Being that Congressman, soon to be Senator, Scott will be the only black person in the Senate, since 2010, you may think that the National Association for the Advancement of Colored People would be proud. Not so fast, the problem is Tim Scott is a Tea Party Republican. The NAACP is “concerned” that he won’t tow the line, and take his orders from them.
It is well known what this “civil rights” organization thinks of the Tea Party movement. In a 2010 report they called the movement a platform for anti-Semites, racists, and bigots. Even knowing that in 2010, at Tea Party events liberal organizations were planting people in the crowds with racist signs for their cameras, and that the Tea Party is more diverse than the Democrats and Republicans, the movement has still been repeatedly labeled as the opposite.
On the issue of racism in the Tea Party Scott told CBS News, in 2010, “There are good people and bad people in all organizations fundamentally however, when you look at the basis of the Tea Party it has nothing to do with race. It has to do with an economic recovery.”
“Certainly I feel like I’m the tip of the arrow at times because certainly the national media wants to talk about the fact that I’m a black Republican and some people think of that as zany that a black person would be a conservative but to me what is zany is any person black, white, red, brown or yellow not being a conservative,” Scott said then.
The Daily Caller caught up with Hilary Shelton, senior vice president for advocacy and policy at the NAACP, Monday.
“It is important that we have more integration in the U.S. Senate,” said Shelton in a phone interview. “It’s good to see that diversity.”
“Mr. Scott certainly comes from a modest background, experience, and so forth, and should be sensitive to those issues,” he said, referring to Scott’s impoverished single-parent upbringing in Charleston, SC.
“Unfortunately, his voting record in the U.S. House of Representatives raises major concerns,” Shelton said.
Shelton went on to explain that the NAACP platform is crafted through an annual voting process which engages grassroots-level delegates who then vote on the group’s national agenda. That agenda calls for an expansive role for federal government spending in black communities.
Shelton said that the NAACP is worried that Scott won’t promote that agenda, since he “has demonstrated a record of opposition to civil rights protection and advancing those real issues of concern of the NAACP’s noted African-American community.”
It seems to me that the NAACP is only in favor of diversity when it works in their favor. Shelton went on to talk about trying to convert Scott to the dark side their side.

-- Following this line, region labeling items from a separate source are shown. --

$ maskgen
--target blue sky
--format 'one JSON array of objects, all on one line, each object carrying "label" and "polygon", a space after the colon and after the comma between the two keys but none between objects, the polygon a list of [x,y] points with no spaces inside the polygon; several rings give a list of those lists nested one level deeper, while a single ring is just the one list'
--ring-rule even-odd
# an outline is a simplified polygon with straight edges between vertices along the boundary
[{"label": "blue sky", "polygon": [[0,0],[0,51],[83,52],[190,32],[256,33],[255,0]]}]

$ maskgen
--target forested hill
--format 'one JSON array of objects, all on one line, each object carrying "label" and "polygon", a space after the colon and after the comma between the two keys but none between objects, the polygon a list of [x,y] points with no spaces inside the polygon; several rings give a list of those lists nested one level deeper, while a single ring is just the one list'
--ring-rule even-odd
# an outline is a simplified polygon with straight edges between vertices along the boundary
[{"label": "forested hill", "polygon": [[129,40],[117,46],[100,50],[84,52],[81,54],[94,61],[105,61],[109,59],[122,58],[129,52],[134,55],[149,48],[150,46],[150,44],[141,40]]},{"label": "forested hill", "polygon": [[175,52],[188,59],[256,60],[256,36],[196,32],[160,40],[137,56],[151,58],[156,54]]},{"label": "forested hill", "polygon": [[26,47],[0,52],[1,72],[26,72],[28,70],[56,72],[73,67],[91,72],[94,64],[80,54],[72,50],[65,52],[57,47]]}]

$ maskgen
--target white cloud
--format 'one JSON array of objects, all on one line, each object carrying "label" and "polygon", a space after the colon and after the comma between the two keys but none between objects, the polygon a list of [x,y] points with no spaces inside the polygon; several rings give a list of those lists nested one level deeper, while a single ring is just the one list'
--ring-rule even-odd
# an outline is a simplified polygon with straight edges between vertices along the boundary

While the NAACP focuses on the down side of a black conservative I feel the overwhelming pride in how far we have come in the 150 years since slavery. Tim Scott will be the Senator for a district that includes Fort Sumter, where the first shots of the War of Northern Aggression were fired, in the state that was the first to succeed. Also worth mentioning he will be holding the Senate spot once held by the late Strom Thurmond, one of the few Republican segregationists.